Husband points out that provisions in ORS chapter 677, enacted in the same bill as ORS 109.243,[2] also govern artificial insemination and, as noted above, require that an insemination must be performed by a physician, with the written consent of the parents. According to husband, an artificial insemination that is not performed in compliance with those requirements is not valid for the purpose of establishing rights and obligations between the child and the husband of the inseminated woman.

We disagree. The flaw in husband's reasoning is that ORS 109.243 does not include a requirement for the husband's written consent to the insemination; nor does that statute cross-reference the provisions in ORS 677.355 to 677.370 or require that the insemination must have been done pursuant to those provisions or by a physician. The statute requires only that the husband "consented to the performance of artificial insemination." Husband's interpretation would require the insertion of additional requirements that the consent to all artificial insemination be provided in writing, and that the artificial insemination be performed by a physician. We decline to insert those requirements when the legislature has not done so. ORS 174.010 (forbidding courts from inserting words into or deleting words 933*933 from a statute). Thus, for purposes of determining the legal relationship between the mother's husband and the child conceived through artificial insemination, we conclude that the only inquiry is whether the husband "consented to the performance of artificial insemination." ORS 677.355 defines "artificial insemination" as "introduction of semen into a woman's vagina, cervical canal or uterus through the use of instruments or other artificial means." That definition also applies to ORS 109.243. See Or. Laws 1977, ch. 686, 1 (defining term for "this Act," which, when codified, became both ORS 677.355 to 677.370 and ORS 109.243). There is no dispute that wife was artificially inseminated within the meaning of ORS 677.355, or that husband consented to the process. Thus, the legal relationship described in ORS 109.243, including the support obligation at issue in this case, obtains regardless of whether husband's consent was written.[3]

We reject without further discussion husband's contention that the trial court was without authority to award attorney fees attributable to the parties' litigation of the parental status issue in the context of the dissolution. Husband further asserts that the trial court made no findings as to attorney fees under the factors set forth in ORS 20.075(1). McCarthy v. Oregon Freeze Dry, Inc., 327 Or. 185, 187, 957 P.2d 1200 (1998). However, although the record shows that husband made a request for findings on the merits, he made no request for findings as to attorney fees. Accordingly, the issue is not preserved, and we therefore do not address it. Peeples v. Lampert, 345 Or. 209, 191 P.3d 637 (2008).

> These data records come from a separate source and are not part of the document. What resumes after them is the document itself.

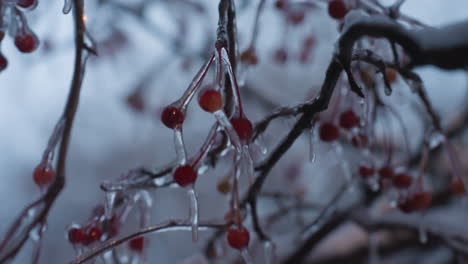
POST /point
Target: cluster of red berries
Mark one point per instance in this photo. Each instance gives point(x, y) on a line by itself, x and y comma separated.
point(94, 230)
point(25, 40)
point(84, 236)
point(210, 100)
point(330, 132)
point(409, 202)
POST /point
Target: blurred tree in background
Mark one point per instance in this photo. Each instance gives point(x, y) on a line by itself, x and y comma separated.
point(233, 131)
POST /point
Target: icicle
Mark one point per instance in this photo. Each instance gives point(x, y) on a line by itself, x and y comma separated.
point(269, 252)
point(232, 78)
point(67, 5)
point(248, 163)
point(196, 81)
point(363, 104)
point(37, 244)
point(232, 134)
point(193, 212)
point(242, 74)
point(435, 139)
point(312, 141)
point(246, 256)
point(374, 184)
point(260, 143)
point(422, 233)
point(180, 146)
point(109, 204)
point(373, 254)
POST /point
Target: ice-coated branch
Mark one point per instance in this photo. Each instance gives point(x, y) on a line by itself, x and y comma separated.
point(171, 225)
point(35, 215)
point(445, 47)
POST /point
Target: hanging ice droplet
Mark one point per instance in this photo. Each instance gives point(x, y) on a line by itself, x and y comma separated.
point(260, 143)
point(226, 124)
point(269, 252)
point(373, 255)
point(193, 212)
point(180, 146)
point(109, 204)
point(246, 256)
point(343, 162)
point(248, 163)
point(435, 139)
point(202, 168)
point(312, 141)
point(422, 234)
point(67, 5)
point(242, 74)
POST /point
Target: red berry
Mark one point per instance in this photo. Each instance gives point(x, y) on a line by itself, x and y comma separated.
point(296, 17)
point(366, 172)
point(386, 172)
point(172, 117)
point(243, 127)
point(416, 202)
point(185, 175)
point(402, 180)
point(210, 100)
point(238, 238)
point(76, 236)
point(26, 42)
point(25, 3)
point(337, 9)
point(349, 119)
point(280, 4)
point(391, 75)
point(457, 186)
point(94, 234)
point(43, 175)
point(328, 132)
point(137, 244)
point(3, 62)
point(280, 56)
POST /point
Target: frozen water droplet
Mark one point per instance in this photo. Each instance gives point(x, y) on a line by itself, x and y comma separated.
point(248, 163)
point(422, 234)
point(343, 162)
point(181, 153)
point(109, 204)
point(312, 141)
point(202, 169)
point(159, 181)
point(193, 212)
point(67, 5)
point(269, 252)
point(260, 143)
point(226, 124)
point(373, 249)
point(435, 139)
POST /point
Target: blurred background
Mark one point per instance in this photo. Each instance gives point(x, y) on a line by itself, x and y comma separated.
point(156, 50)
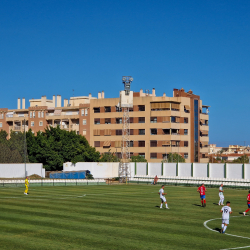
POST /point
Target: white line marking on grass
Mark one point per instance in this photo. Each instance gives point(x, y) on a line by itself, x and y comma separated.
point(205, 224)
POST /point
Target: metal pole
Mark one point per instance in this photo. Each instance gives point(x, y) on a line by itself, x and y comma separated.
point(24, 149)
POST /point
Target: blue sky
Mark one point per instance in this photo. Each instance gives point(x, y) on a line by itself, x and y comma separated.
point(52, 47)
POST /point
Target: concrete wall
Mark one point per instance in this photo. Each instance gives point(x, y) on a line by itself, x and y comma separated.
point(200, 169)
point(97, 169)
point(195, 170)
point(17, 170)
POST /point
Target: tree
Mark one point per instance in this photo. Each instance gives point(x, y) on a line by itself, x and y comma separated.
point(175, 158)
point(12, 150)
point(241, 159)
point(55, 146)
point(138, 158)
point(109, 157)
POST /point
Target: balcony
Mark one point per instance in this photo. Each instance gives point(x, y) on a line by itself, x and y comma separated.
point(17, 117)
point(18, 128)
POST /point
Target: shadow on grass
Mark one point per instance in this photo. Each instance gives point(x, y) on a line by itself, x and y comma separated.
point(217, 229)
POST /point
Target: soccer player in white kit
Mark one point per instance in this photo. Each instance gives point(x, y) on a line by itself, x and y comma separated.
point(162, 197)
point(226, 211)
point(221, 195)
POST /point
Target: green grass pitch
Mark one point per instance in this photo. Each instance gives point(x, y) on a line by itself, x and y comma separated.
point(118, 217)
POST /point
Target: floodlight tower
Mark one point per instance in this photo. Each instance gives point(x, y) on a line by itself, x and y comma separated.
point(126, 102)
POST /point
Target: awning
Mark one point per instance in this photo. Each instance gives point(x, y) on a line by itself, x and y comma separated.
point(97, 132)
point(107, 131)
point(204, 143)
point(175, 106)
point(118, 144)
point(57, 112)
point(106, 144)
point(160, 105)
point(204, 132)
point(166, 143)
point(166, 119)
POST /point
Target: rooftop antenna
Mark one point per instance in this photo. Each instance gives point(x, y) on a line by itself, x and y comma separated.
point(126, 102)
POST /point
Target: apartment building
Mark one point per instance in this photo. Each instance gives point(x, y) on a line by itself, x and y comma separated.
point(159, 125)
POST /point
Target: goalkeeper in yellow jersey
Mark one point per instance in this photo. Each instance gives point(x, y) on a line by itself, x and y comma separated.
point(26, 185)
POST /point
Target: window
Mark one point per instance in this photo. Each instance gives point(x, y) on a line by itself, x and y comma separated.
point(141, 143)
point(141, 107)
point(107, 120)
point(118, 132)
point(153, 131)
point(174, 131)
point(153, 155)
point(166, 131)
point(142, 155)
point(153, 119)
point(141, 119)
point(118, 109)
point(97, 110)
point(118, 120)
point(141, 131)
point(97, 121)
point(107, 109)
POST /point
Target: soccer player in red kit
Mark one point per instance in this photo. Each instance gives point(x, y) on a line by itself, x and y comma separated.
point(202, 191)
point(248, 203)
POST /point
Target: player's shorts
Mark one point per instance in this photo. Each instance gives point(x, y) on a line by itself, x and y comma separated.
point(225, 221)
point(163, 199)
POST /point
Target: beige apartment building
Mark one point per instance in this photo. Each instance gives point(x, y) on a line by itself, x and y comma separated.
point(159, 125)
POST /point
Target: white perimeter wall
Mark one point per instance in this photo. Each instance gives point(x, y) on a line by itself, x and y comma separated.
point(200, 170)
point(169, 169)
point(17, 170)
point(184, 169)
point(216, 170)
point(97, 169)
point(247, 171)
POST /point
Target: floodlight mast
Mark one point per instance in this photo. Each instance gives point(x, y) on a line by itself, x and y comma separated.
point(126, 101)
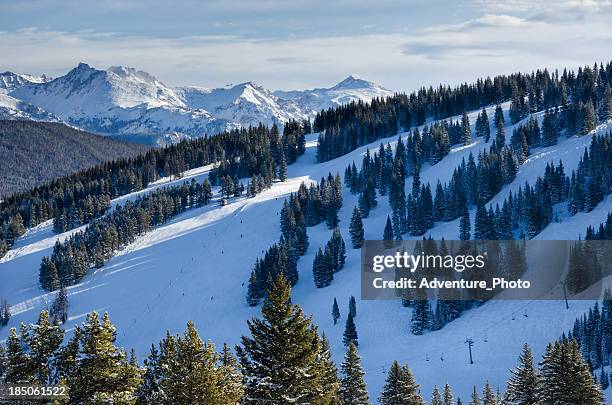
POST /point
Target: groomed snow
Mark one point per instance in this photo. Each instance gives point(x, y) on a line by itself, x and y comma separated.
point(197, 267)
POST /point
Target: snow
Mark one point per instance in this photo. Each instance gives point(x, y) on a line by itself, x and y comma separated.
point(196, 267)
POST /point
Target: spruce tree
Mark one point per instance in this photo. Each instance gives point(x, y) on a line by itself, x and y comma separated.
point(280, 359)
point(356, 229)
point(102, 372)
point(436, 398)
point(465, 129)
point(282, 167)
point(330, 383)
point(335, 311)
point(191, 371)
point(464, 227)
point(400, 387)
point(388, 232)
point(566, 377)
point(603, 379)
point(475, 399)
point(353, 390)
point(18, 366)
point(524, 381)
point(350, 332)
point(448, 395)
point(352, 306)
point(488, 396)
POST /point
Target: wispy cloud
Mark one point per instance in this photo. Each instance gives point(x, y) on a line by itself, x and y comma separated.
point(485, 21)
point(426, 48)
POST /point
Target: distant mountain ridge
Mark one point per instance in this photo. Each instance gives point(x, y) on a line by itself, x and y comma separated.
point(123, 101)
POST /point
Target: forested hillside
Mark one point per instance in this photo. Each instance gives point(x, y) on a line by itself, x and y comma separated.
point(32, 153)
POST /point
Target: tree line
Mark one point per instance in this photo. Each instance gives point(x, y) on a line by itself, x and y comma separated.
point(593, 333)
point(74, 200)
point(307, 207)
point(100, 240)
point(581, 99)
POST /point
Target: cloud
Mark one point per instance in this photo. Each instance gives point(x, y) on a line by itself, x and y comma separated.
point(550, 8)
point(403, 60)
point(485, 21)
point(290, 60)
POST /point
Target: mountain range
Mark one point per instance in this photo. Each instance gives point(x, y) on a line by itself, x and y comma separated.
point(132, 104)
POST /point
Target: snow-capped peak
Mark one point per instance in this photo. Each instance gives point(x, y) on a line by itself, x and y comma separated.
point(10, 81)
point(123, 100)
point(355, 82)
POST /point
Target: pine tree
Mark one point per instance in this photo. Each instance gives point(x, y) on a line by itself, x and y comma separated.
point(436, 398)
point(279, 361)
point(566, 377)
point(329, 374)
point(603, 379)
point(59, 309)
point(18, 366)
point(588, 119)
point(102, 373)
point(388, 232)
point(282, 167)
point(43, 341)
point(400, 387)
point(193, 372)
point(465, 129)
point(448, 395)
point(475, 399)
point(500, 137)
point(421, 316)
point(350, 332)
point(356, 229)
point(335, 311)
point(464, 227)
point(353, 390)
point(524, 381)
point(488, 397)
point(352, 306)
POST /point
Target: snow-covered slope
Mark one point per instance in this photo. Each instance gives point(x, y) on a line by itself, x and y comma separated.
point(350, 89)
point(13, 109)
point(125, 101)
point(196, 267)
point(245, 103)
point(120, 101)
point(10, 81)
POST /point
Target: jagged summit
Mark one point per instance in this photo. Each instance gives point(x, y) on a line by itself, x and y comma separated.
point(126, 101)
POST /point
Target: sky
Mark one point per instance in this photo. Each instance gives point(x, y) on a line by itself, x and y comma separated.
point(298, 44)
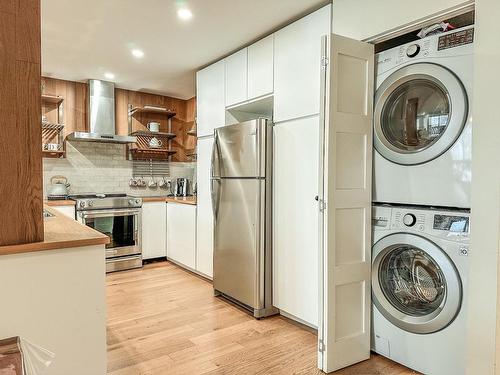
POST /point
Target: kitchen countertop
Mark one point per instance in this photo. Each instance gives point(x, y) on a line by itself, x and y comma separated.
point(60, 232)
point(184, 200)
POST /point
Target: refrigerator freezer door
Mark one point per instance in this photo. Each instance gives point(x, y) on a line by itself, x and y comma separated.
point(240, 150)
point(238, 241)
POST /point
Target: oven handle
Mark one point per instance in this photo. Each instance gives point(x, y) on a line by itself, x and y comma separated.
point(107, 213)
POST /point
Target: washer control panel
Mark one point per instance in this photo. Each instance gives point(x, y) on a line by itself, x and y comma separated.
point(448, 224)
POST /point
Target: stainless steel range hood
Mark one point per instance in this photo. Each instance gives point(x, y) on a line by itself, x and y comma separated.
point(101, 116)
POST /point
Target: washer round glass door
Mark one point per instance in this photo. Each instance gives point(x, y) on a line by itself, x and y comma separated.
point(415, 284)
point(420, 111)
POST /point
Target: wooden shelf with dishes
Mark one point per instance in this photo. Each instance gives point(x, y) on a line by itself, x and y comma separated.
point(152, 110)
point(52, 130)
point(151, 145)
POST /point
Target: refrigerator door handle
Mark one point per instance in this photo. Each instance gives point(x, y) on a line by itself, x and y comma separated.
point(215, 159)
point(214, 192)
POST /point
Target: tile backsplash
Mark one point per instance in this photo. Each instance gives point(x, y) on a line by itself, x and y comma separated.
point(103, 168)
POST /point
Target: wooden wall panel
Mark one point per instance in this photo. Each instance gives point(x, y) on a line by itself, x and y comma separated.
point(20, 135)
point(75, 112)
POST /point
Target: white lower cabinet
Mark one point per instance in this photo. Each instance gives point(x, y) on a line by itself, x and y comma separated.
point(204, 216)
point(67, 210)
point(295, 221)
point(181, 234)
point(154, 230)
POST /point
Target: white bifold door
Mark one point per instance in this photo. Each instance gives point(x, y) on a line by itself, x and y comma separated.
point(345, 202)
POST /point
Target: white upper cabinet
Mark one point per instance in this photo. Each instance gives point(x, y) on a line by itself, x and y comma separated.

General and supplemental judgments affirmed.

[1] The matter was referred to the Appellate Settlement Conference Program. The parties were not able to reach a complete settlement through mediation. Wife nonetheless contended that the parties had settled some of the issues raised on appeal and filed a motion to dismiss the appeal in part, ORS 19.410(3) ("If the parties to an appeal settle all or part of the matter on appeal, the trial court has jurisdiction to enter any orders or judgments that may be necessary to implement the settlement. If the settlement disposes of all issues on appeal, the appellate court may dismiss the appeal. If the settlement disposes of part of the issues on appeal, the appellate court may limit the scope of the appeal to the issues not disposed of by the settlement."). We denied wife's motion to dismiss, reasoning that the issues raised by the motion to dismiss depended on a resolution of the issues raised on the merits of the appeal. Wife renews the motion, and we adhere to our prior ruling.

[2] Or. Laws 1977, ch. 686.

[3] We have reviewed the legislative history offered by husband and it does not require or suggest a different conclusion. See ORS 174.020 (allowing consideration of legislative history proffered by party); State v. Gaines, 346 Or. 160, 206 P.3d 1042 (2009) (same, despite apparently unambiguous statutory text).